Wir sind uns wohl alle darüber einig, daß derartige Konsequenzen vermieden werden sollten. Ich gebe auch der Hoffnung Ausdruck, daß alle Parteien dieses Hauses einem einheitlichen, nicht auf Fürsorgeempfänger beschränkten Gesetz für ein Zivilblinden-Pflegegeld zustimmen werden, wie das bereits in einigen Landtagen geschehen ist. Wie bekannt, haben Bayern, Hessen und NordrheinWestfalen bereits ein allgemeines Zivilblinden-Pflegegeld eingeführt, und die Landtage von Niedersachsen, Schleswig-Holstein und das Abgeordnetenhaus von Berlin haben ein solches Pflegegeld grundsätzlich gefordert. Damit haben sich erfreulicherweise die Volksvertretungen von mehr als zwei Dritteln der deutschen Bevölkerung in Übereinstimmung mit zahlreichen ausländischen Staaten für ein gesetzliches allgemeines Zivilblinden-Pflegegeld ausgesprochen. Sicherlich hätten auch die übrigen Länder unserer Bundesrepublik inzwischen ähnliche Lösungen getroffen; aber nachdem der Herr Bundesminister des Innern auf die Anfrage meiner Fraktion vom 12. Mai 1950, also vor weit über einem Jahre, geantwortet hatte, daß diese Frage in seinem Ministerium einer abschließenden Behandlung entgegengehe, warten jene Länder erklärlicherweise auf die bundeseinheitliche Regelung.
Meine Damen und Herren, das Bedauerliche ist ja nur, daß sich die Regierung zur Regelung sozialer Fragen so unendlich viel Zeit läßt!

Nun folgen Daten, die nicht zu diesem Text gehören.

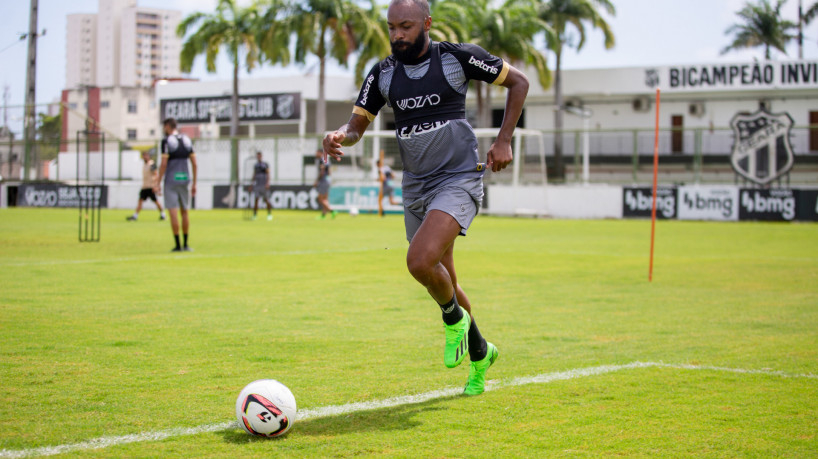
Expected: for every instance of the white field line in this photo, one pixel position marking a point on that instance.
(334, 410)
(191, 256)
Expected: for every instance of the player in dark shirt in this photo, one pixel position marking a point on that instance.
(425, 84)
(177, 150)
(261, 186)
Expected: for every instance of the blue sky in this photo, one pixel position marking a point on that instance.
(648, 33)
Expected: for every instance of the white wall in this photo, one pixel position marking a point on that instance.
(593, 201)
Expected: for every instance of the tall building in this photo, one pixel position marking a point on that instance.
(149, 46)
(122, 45)
(81, 50)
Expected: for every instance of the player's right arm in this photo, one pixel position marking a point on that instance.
(347, 135)
(162, 168)
(370, 100)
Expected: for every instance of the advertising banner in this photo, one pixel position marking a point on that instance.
(255, 107)
(638, 202)
(718, 203)
(807, 205)
(297, 197)
(58, 195)
(771, 205)
(363, 198)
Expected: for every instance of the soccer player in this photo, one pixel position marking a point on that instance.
(261, 185)
(322, 184)
(148, 179)
(177, 150)
(385, 176)
(425, 84)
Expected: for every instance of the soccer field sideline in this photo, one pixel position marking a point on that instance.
(334, 410)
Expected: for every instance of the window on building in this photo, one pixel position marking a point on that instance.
(677, 134)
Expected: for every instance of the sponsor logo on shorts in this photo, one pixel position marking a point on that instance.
(482, 65)
(407, 132)
(366, 89)
(419, 102)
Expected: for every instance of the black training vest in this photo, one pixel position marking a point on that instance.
(427, 99)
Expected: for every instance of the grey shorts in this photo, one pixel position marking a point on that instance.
(323, 187)
(461, 200)
(176, 196)
(388, 189)
(261, 192)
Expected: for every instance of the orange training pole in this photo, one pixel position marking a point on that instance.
(655, 174)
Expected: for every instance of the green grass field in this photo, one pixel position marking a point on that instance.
(99, 341)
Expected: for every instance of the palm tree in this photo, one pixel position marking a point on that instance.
(373, 41)
(761, 25)
(272, 33)
(507, 32)
(811, 13)
(560, 14)
(230, 27)
(334, 29)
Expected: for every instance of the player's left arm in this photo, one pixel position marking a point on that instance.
(195, 169)
(500, 155)
(157, 184)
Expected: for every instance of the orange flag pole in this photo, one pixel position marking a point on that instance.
(655, 178)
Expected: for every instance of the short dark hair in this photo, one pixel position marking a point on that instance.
(422, 4)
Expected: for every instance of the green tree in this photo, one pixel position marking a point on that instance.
(508, 32)
(565, 16)
(231, 28)
(334, 29)
(811, 13)
(761, 24)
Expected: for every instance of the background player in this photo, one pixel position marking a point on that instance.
(261, 186)
(148, 180)
(177, 150)
(425, 83)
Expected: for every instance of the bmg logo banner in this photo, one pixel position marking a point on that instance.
(708, 203)
(773, 205)
(638, 202)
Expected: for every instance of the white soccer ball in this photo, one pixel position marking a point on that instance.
(266, 408)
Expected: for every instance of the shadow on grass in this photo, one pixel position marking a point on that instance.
(403, 417)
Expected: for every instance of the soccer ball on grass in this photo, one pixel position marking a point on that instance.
(266, 408)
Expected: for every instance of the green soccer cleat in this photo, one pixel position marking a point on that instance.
(457, 342)
(477, 373)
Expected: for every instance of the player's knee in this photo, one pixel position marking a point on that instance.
(419, 266)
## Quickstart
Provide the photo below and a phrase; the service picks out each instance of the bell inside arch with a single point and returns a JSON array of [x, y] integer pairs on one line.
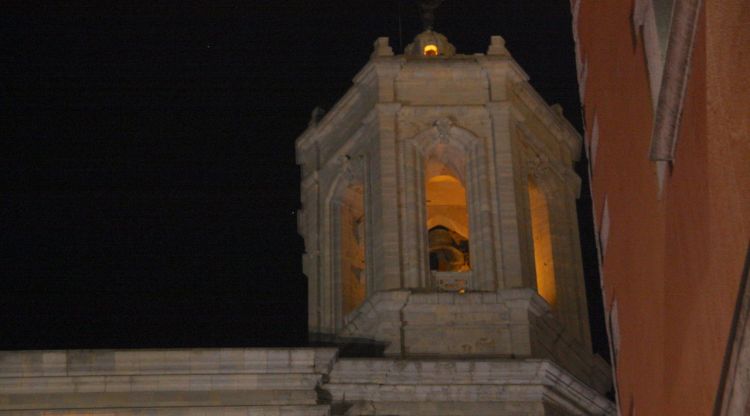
[[449, 251]]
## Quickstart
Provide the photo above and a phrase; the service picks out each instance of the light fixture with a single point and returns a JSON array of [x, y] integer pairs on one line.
[[430, 50]]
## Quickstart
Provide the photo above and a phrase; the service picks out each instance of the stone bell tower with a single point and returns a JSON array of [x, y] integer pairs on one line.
[[438, 212]]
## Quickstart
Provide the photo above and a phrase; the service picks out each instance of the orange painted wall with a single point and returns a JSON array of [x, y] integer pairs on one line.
[[673, 261]]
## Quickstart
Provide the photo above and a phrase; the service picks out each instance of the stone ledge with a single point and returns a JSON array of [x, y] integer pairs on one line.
[[313, 410], [41, 401], [533, 382], [189, 361], [135, 383]]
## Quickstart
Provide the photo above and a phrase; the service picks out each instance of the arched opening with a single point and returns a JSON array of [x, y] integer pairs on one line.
[[447, 217], [541, 235], [352, 220]]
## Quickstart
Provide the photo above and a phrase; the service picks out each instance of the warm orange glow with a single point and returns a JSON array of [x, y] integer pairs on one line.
[[447, 219], [446, 204], [540, 230], [430, 50], [353, 280]]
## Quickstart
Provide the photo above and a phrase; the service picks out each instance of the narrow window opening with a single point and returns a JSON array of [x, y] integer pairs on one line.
[[447, 219], [353, 279], [540, 230]]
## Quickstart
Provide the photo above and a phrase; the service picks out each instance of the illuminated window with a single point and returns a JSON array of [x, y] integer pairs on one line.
[[430, 50], [447, 219], [353, 281], [540, 231]]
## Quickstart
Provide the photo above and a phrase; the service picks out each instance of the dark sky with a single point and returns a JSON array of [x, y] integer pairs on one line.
[[148, 180]]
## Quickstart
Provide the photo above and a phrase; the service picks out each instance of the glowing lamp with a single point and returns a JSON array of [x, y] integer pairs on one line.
[[430, 50]]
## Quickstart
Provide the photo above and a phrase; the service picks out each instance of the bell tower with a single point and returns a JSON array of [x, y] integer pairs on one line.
[[438, 212]]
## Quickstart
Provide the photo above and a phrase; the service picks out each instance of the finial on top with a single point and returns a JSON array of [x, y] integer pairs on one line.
[[427, 8]]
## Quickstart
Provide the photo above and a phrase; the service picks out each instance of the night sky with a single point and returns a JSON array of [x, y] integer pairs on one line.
[[149, 187]]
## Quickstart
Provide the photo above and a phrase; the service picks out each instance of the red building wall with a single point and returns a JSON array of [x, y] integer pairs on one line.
[[672, 260]]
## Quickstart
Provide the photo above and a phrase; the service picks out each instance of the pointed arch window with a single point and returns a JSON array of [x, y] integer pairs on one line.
[[352, 247], [544, 264], [447, 213]]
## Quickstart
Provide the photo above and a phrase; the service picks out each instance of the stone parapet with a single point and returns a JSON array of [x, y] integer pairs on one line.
[[258, 381], [284, 382], [461, 387], [511, 323]]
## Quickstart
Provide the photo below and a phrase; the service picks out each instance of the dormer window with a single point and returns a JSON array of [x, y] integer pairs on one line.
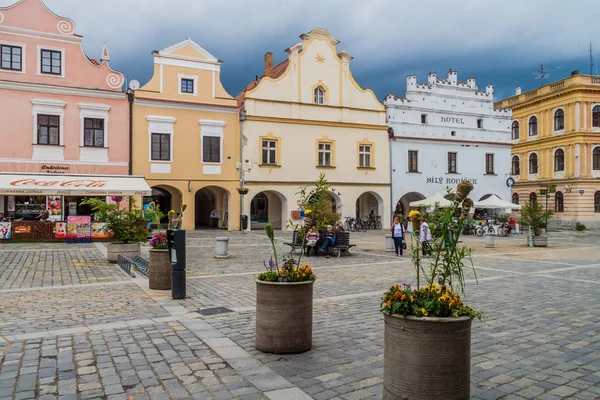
[[51, 62], [319, 95]]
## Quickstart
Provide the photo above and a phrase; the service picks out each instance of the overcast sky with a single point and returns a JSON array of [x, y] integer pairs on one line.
[[498, 42]]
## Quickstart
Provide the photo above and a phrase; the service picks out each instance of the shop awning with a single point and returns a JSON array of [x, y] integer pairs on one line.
[[72, 185]]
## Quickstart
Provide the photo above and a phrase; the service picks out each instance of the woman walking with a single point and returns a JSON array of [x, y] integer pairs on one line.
[[398, 235]]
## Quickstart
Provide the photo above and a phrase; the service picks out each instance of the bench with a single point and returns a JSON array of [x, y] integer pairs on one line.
[[342, 243], [137, 262]]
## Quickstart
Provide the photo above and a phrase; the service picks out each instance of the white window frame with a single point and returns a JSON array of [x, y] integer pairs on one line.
[[319, 95], [63, 64], [194, 78], [23, 47], [408, 161], [160, 124], [325, 151], [362, 155], [273, 162], [211, 128]]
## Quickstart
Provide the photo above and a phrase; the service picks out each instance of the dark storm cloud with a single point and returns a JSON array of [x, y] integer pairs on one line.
[[499, 42]]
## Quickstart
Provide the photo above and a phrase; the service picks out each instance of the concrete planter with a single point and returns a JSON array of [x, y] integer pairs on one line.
[[284, 316], [160, 270], [426, 358], [127, 249], [540, 241]]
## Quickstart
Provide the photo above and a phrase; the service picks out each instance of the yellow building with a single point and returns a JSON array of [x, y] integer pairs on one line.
[[556, 136], [186, 137]]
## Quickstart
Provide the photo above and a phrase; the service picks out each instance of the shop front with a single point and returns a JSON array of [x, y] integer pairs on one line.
[[35, 207]]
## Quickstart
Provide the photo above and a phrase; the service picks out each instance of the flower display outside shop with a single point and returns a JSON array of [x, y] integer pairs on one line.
[[159, 241], [443, 271]]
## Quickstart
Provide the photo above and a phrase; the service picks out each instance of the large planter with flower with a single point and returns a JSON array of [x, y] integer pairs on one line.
[[427, 336], [160, 264], [126, 225]]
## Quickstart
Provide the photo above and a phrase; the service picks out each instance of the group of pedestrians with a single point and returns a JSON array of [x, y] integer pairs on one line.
[[398, 235]]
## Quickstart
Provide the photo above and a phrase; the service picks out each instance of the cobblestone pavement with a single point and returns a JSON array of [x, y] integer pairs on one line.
[[74, 326]]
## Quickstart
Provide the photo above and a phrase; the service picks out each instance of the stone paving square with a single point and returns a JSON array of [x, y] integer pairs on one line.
[[73, 326]]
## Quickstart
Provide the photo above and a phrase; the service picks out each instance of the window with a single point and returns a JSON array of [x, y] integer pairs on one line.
[[187, 86], [515, 130], [559, 205], [211, 149], [533, 164], [48, 129], [319, 95], [532, 198], [269, 152], [559, 120], [93, 132], [11, 58], [489, 164], [324, 154], [532, 126], [559, 160], [364, 156], [161, 147], [51, 62], [596, 117], [515, 166], [452, 163], [413, 161], [596, 159]]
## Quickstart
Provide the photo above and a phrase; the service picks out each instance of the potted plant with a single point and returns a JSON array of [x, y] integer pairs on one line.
[[284, 292], [160, 264], [126, 225], [536, 217], [427, 338]]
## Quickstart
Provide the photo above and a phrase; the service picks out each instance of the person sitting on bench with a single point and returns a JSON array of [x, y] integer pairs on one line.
[[328, 240], [312, 237]]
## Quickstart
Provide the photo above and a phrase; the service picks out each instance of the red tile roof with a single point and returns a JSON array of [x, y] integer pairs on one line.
[[278, 70]]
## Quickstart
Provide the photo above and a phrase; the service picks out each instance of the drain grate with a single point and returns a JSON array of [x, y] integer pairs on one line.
[[214, 311]]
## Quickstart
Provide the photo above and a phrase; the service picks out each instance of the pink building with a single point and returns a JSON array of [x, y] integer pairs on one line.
[[62, 112]]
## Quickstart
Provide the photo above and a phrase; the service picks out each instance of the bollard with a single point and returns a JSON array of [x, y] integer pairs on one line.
[[176, 244], [222, 247], [389, 243], [489, 240]]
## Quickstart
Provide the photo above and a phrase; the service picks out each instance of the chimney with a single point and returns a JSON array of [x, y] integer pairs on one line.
[[269, 64]]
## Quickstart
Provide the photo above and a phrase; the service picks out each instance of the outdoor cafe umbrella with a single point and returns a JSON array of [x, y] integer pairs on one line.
[[437, 199]]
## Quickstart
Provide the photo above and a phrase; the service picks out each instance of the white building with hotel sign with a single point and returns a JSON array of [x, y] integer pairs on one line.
[[445, 131]]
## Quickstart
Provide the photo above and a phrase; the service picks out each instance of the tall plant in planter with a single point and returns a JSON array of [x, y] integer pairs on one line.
[[536, 217], [427, 345], [284, 292], [127, 226]]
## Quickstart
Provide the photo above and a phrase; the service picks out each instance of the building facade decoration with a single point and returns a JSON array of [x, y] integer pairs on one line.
[[186, 138], [306, 116], [556, 153], [63, 112], [445, 131]]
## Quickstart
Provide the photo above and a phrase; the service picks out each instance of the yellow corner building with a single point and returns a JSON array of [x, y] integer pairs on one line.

Wir fragen deshalb die Bundesregierung, ob und in welcher Form sie nunmehr die Frage eines . Pflegegeldes für Zivilblinde und sonstige auf Hilfe und Pflege angewiesene Personen zu regeln gedenkt. Ich bin mir bewußt, daß mancher Hilfsbedürftige fragen wird, warum ich in erster Linie für die Blinden spreche. Nun; ihnen allen möchte ich sagen. daß Blindsein wohl das schwerste Schicksal ist. Wir alle, die wir sehen können, sind doch allein schon bei dem Gedanken tief erschüttert, etwa ein ganzes Leben lang blind sein zu müssen.
Aus langjähriger Erfahrung weiß ich, daß die überwiegende Mehrheit unseres Volkes in dem beruhigenden Glauben lebt, alle Blinden seien gleichmäßig gut versorgt, woraus ich schließe, daß Parlament und Regierung nur ihre demokratische Pflicht erfüllten, wenn sie dieser öffentlichen Meinung Rechnung tragen würden.
Das Verlangen unserer so schwer ringenden lichtlosen Menschen nach einem Pflegegeld ist so einfach, gerecht und bescheiden, daß ich Sie, meine Herren und Damen, namens der Fraktion der Sozialdemokratischen Partei dringend bitten möchte, mit für die umgehende Schaffung eines gesetzlichen
allgemeinen Zivilblinden-Pflegegeldes einzutreten, eingedenk der ernsten Mahnung, die Herr Professor Dr. Spranger am Nationalen Gedenktage hier von diesem Platze aus gesprochen hat: Wir können nicht sozial genug denken und handeln.